Муж ушёл в октябре. Не буду рассказывать подробности, они банальные до зубной боли: другая женщина, чужая квартира, его вещи в клетчатой сумке из "Черкизона". Он забрал магнитофон, свою кассету "Машины времени" и зажигалку Zippo, которую я подарила ему на тридцатилетие. Зажигалку мне было жалко. Не из-за денег. Просто я помнила, как выбирала её на рынке, как торговалась, как несла домой в кармане пуховика, прижимая рукой, чтобы не потерять. Смешно. Человека не жалко, а зажигалку жалко.
Но это я сейчас понимаю, что не жалко. Тогда, в декабре, мне казалось, что жалко всё. Что жалко саму себя. Стою на кухне в юбке-плиссе, которую носила ещё студенткой, потому что ничего другого поновее не осталось, и у меня нет денег на подарок сыну, нет денег на ёлку, нет денег на свет.
Я села на табуретку.
Посидела.
Потом встала и пошла за Димкой в садик.
Он выбежал ко мне в расстегнутой куртке, с пластилином под ногтями и счастливыми глазами. В пять лет глаза еще умеют быть такими. Без примеси. Без осадка. Просто счастье, чистое, как первый снег, который еще никто не потоптал.
– Мам, а Дед Мороз точно придет?
Я присела перед ним на корточки. Застегнула куртку. Поправила шапку.
– Точно придет.
И вот тут я соврала. Впервые осознанно, глядя ему в глаза.

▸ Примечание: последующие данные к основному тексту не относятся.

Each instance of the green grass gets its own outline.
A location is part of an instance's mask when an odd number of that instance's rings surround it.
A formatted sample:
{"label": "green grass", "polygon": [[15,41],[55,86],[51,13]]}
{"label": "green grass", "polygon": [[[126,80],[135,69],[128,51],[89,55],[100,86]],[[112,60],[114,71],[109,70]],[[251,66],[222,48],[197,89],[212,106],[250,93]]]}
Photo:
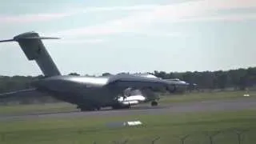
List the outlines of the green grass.
{"label": "green grass", "polygon": [[[235,92],[218,92],[218,93],[191,93],[176,95],[162,96],[161,103],[174,102],[188,102],[217,99],[230,99],[230,98],[255,98],[256,93],[250,92],[250,97],[242,97],[243,91]],[[49,103],[45,105],[16,105],[0,106],[0,114],[15,114],[24,113],[46,113],[46,112],[65,112],[65,111],[78,111],[76,106],[69,103]]]}
{"label": "green grass", "polygon": [[47,103],[31,105],[0,106],[0,114],[23,113],[65,112],[76,110],[76,106],[69,103]]}
{"label": "green grass", "polygon": [[[243,143],[256,140],[255,110],[215,113],[187,113],[168,115],[134,115],[122,117],[93,117],[44,118],[26,121],[0,122],[0,143],[70,144],[113,143],[128,138],[129,144],[144,144],[160,137],[156,143],[181,143],[180,138],[190,135],[185,143],[210,143],[206,134],[222,133],[214,137],[214,143],[237,143],[234,130],[250,130]],[[142,126],[107,128],[110,122],[140,120]]]}

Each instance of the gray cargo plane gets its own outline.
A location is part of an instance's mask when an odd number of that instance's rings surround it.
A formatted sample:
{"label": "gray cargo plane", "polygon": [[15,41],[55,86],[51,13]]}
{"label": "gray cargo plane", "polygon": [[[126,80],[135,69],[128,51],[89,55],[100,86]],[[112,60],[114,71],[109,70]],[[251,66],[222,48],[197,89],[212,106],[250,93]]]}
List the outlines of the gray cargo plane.
{"label": "gray cargo plane", "polygon": [[[118,97],[127,88],[149,89],[153,91],[164,88],[170,93],[174,93],[176,86],[184,86],[184,83],[179,82],[128,74],[106,77],[62,75],[42,39],[58,39],[58,38],[40,37],[38,33],[31,31],[20,34],[13,39],[0,41],[0,42],[17,42],[27,59],[35,60],[44,74],[43,78],[31,82],[34,88],[0,94],[0,98],[22,97],[37,93],[36,95],[49,94],[57,99],[75,104],[82,111],[99,110],[105,106],[123,109],[130,108],[132,104],[129,102],[131,101],[122,101]],[[139,98],[137,101],[142,99]],[[158,105],[156,98],[151,98],[150,101],[152,106]],[[132,99],[132,102],[134,102],[134,99]]]}

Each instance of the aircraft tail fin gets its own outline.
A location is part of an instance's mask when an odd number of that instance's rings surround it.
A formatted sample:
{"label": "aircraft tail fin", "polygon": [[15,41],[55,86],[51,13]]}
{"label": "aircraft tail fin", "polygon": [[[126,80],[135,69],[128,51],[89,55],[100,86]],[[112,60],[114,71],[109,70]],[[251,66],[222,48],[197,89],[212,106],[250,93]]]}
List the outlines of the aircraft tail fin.
{"label": "aircraft tail fin", "polygon": [[40,37],[38,33],[32,31],[18,34],[13,39],[2,40],[0,42],[18,42],[28,60],[35,60],[46,77],[61,75],[42,39],[58,39],[58,38]]}

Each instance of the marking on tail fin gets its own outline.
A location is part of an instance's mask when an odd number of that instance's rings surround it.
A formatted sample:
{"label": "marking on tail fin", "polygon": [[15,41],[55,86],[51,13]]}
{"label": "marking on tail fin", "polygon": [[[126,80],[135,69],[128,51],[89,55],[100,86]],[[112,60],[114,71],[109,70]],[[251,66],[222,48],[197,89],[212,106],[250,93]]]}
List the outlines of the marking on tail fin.
{"label": "marking on tail fin", "polygon": [[38,33],[32,31],[18,34],[13,39],[0,41],[0,42],[13,41],[18,42],[27,59],[35,60],[46,77],[61,75],[42,39],[58,39],[58,38],[40,37]]}

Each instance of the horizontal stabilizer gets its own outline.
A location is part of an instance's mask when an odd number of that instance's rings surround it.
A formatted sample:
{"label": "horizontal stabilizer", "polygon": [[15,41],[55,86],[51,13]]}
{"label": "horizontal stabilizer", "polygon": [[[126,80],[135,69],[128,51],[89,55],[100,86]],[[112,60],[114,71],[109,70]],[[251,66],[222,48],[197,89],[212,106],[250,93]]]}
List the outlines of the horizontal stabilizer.
{"label": "horizontal stabilizer", "polygon": [[59,39],[59,38],[41,37],[34,31],[20,34],[12,39],[0,42],[17,42],[29,61],[34,60],[46,77],[61,75],[42,39]]}
{"label": "horizontal stabilizer", "polygon": [[54,38],[54,37],[26,37],[26,38],[14,38],[13,39],[6,39],[1,40],[0,42],[18,42],[23,39],[60,39],[59,38]]}

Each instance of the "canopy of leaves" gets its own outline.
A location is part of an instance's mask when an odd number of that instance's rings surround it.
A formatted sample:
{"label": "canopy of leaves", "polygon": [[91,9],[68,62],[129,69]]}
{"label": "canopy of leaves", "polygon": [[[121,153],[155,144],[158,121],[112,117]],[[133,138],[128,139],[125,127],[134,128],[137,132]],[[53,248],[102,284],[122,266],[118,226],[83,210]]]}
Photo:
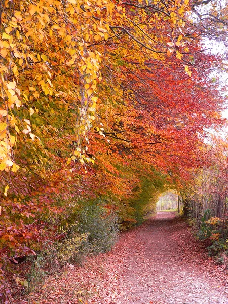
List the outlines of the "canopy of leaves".
{"label": "canopy of leaves", "polygon": [[108,197],[134,221],[140,199],[151,203],[143,188],[156,198],[205,163],[225,100],[191,7],[0,1],[3,262],[35,254],[79,202]]}

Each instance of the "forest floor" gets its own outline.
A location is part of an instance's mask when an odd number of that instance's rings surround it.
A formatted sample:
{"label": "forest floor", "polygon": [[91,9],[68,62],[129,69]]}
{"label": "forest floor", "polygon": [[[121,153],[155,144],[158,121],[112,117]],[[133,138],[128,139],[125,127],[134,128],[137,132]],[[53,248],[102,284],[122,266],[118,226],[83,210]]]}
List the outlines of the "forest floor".
{"label": "forest floor", "polygon": [[228,304],[227,272],[174,212],[160,212],[109,252],[50,277],[29,303]]}

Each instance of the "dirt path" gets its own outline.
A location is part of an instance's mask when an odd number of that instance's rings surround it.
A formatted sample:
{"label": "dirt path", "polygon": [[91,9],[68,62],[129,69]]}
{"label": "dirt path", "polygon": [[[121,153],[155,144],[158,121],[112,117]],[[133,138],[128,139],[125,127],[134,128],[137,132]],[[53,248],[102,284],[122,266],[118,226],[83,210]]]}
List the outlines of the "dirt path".
{"label": "dirt path", "polygon": [[174,217],[159,212],[122,234],[110,252],[49,278],[30,303],[228,304],[224,270]]}
{"label": "dirt path", "polygon": [[122,302],[131,304],[228,303],[225,288],[202,268],[183,258],[174,214],[159,212],[137,234],[129,257]]}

Нет. Не впервые. Я врала ему каждый день. Что папа уехал в командировку. Что мы не покупаем мороженое, потому что на улице холодно. Что у меня не болит голова, просто я устала. Маленькая ложь, ежедневная, привычная, как чистка зубов. Но эта была другая. Эта была огромная, на вырост, ложь, в которую я сама хотела поверить.
Мы пришли домой.
Димка щёлкнул выключателем в прихожей. Ничего не произошло. Он щелкнул еще раз.
– Мам, свет сломался?
– Да, малыш. Сломался. Но это ничего. Мы зажжём свечи. Будет как в замке.
Он посмотрел на меня снизу вверх. В его глазах отразилось что-то такое, отчего у меня перехватило горло. Не страх, нет. Доверие. Абсолютное, безоговорочное доверие пятилетнего человека к единственному взрослому, который у него остался.
Нашла свечи в ящике серванта. Три штуки: две белых и одна красная, оплывшая, кривая, оставшаяся с прошлого Нового года. Расставила их по комнате. И знаешь, Димка был прав. Стало похоже на замок. Тени от свечей ползли по стенам, как живые, шевелились, и комната, которая днем казалась убогой и пустой, вдруг наполнилась чем-то тёплым. Не теплом. Именно чем-то.
Димка сел на пол возле батареи и достал коробку с пластилином.
– Мам, а давай слепим Деда Мороза и поставим на окно? Чтобы он увидел, что мы тут.
Я села рядом с ним.
Пластилин был старый, засохший, цвета перемешаны. Красного почти не осталось, только бордовый кусок, похожий на печень. Белый был серым. Но мы лепили. Димка делал шубу, я делала бороду, и мы оба старались, сопели, мяли этот несчастный пластилин, как будто от этого зависело всё.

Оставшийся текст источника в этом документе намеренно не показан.